Talking to teenagers about sex is difficult. Many teachers are deeply uncomfortable with PSHE which seeks to educate young people on the issue. Even when sex education is successful in schools it would have a difficult job to counter the tsunami of porn that overwhelms our young people on a daily basis from a very young age. They receive their messages about sex from an industry which exploits and dehumanises women as a standard practice. This is extremely disorientating for both boys and girls. Sadly it is girls who may receive a painful or possibly torn anus and a substantially damaged reputation from the aggressively promoted porn sex featuring ever more violent and degrading sexual experiences. Porn rarely features an act where a woman is not spoken to or treated in a way that is the embodiment of misogyny.

There is still no equality in the way boys and girls are judged for their mutual sexual experiences. Girls are openly vilified and boys celebrated for the same sexual act. Girls engaging in sexting see their intimate images shared for ridicule on a regular basis. These can often be coerced and then airdropped to an entire school yard. The reaction is sometimes so immediate and so devastating for a young girl in the short term that she may be forced to leave school. This has happened at my daughter's school. More than once. Teen Vogue must understand that this is the backdrop against which they publish their "encouragement" and "advice".

Talking to my own teen about anal sex generally, and the depictions in porn specifically, I received a quite visceral response and we have a relationship where we can discuss most things openly. She is physically repulsed, not by the thought of the act itself, but by the lived teen experiences she hears discussed around her. She confirmed that boys are frequently influenced by the porn they see in both their misogynistic language when discussing their sexual experience with girls and the way they use a girl's sexual experience to demean her. Both demanding anal sex and expecting it are sadly quite normal. Refusal is met with ridicule. Compliance is met with almost certain humiliation.

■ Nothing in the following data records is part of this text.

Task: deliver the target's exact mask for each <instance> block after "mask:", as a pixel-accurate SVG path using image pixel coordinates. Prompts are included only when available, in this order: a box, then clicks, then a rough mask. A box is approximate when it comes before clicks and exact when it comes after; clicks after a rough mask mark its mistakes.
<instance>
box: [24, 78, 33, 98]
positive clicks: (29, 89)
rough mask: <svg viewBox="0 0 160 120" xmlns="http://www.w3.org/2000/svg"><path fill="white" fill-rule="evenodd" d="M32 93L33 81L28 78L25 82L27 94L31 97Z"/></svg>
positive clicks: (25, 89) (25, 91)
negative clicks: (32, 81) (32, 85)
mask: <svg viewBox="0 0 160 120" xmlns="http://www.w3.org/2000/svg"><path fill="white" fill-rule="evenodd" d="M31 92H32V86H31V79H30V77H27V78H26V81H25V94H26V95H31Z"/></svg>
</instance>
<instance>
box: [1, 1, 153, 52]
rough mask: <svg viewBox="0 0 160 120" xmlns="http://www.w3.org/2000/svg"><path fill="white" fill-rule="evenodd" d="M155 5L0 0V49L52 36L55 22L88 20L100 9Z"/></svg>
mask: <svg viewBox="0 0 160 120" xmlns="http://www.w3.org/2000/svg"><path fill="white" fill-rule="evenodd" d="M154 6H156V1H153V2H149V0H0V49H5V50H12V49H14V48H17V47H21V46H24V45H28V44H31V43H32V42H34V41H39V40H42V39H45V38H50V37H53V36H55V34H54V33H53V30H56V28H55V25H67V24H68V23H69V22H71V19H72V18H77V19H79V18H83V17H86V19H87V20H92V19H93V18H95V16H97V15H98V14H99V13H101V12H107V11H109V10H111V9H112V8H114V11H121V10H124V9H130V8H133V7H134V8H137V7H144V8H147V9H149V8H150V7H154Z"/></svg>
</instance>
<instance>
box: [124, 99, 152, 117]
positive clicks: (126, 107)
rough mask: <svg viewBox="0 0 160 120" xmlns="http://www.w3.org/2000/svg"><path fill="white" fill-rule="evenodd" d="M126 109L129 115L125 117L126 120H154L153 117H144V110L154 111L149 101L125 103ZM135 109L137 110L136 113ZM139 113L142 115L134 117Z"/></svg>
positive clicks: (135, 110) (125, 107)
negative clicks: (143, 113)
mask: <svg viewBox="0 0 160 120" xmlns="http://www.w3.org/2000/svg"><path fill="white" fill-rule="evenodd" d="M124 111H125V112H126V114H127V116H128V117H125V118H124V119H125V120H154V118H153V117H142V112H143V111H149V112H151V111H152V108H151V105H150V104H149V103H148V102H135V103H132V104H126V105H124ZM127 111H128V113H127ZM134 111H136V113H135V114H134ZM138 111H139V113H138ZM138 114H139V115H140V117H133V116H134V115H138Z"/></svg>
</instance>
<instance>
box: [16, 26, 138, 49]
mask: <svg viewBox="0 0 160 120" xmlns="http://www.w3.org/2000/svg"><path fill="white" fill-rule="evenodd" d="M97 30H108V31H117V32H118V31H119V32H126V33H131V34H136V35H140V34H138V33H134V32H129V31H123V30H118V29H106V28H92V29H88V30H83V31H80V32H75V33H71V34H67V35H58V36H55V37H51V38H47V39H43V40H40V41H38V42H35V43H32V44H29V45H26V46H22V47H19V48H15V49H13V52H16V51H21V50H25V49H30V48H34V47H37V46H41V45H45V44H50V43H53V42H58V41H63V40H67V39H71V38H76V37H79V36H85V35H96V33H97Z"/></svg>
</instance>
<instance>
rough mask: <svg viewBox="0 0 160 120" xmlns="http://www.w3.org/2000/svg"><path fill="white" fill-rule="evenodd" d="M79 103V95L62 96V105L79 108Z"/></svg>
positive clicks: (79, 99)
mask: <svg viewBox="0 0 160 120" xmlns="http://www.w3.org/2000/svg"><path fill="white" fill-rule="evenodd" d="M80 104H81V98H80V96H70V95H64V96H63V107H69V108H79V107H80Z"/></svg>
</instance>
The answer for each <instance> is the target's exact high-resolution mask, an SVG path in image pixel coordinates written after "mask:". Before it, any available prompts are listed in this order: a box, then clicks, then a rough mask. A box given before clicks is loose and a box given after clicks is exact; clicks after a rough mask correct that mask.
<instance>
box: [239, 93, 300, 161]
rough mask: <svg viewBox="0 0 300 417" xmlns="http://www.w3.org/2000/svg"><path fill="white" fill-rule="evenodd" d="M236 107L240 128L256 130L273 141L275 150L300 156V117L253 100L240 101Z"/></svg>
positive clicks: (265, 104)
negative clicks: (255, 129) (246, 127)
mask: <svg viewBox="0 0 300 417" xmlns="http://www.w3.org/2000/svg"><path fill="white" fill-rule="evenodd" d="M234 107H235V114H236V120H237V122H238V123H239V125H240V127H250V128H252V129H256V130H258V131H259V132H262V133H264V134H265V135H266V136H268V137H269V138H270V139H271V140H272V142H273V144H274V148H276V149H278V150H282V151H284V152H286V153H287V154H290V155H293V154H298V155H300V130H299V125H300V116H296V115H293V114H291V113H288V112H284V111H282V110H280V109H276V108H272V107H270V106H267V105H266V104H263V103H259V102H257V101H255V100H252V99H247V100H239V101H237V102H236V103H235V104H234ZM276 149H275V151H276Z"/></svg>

Boys are being primed by the porn industry for a specific sexual experience which includes the penetration of as many orifices as a girl possesses and culminates in an ejaculation on her face or body. Precious little porn sex focuses on female pleasure or on the most obvious anatomical location for female orgasm. This is the clitoris in case the journalists at Teen Vogue have also forgotten.

Let's be as honest as Cicely Marston's academic data is. The study confirms that anal sex is painful for many young girls. Girls generally don't want to participate in it. Boys should stop being encouraged by the porn industry and mainstream journalists into seeing it as something they can and should obtain through coercion. Teen Vogue shouldn't bully feminists into being quiet when we express our views of their misogynistic journalism.

Teen Vogue needs to listen and learn about women from women.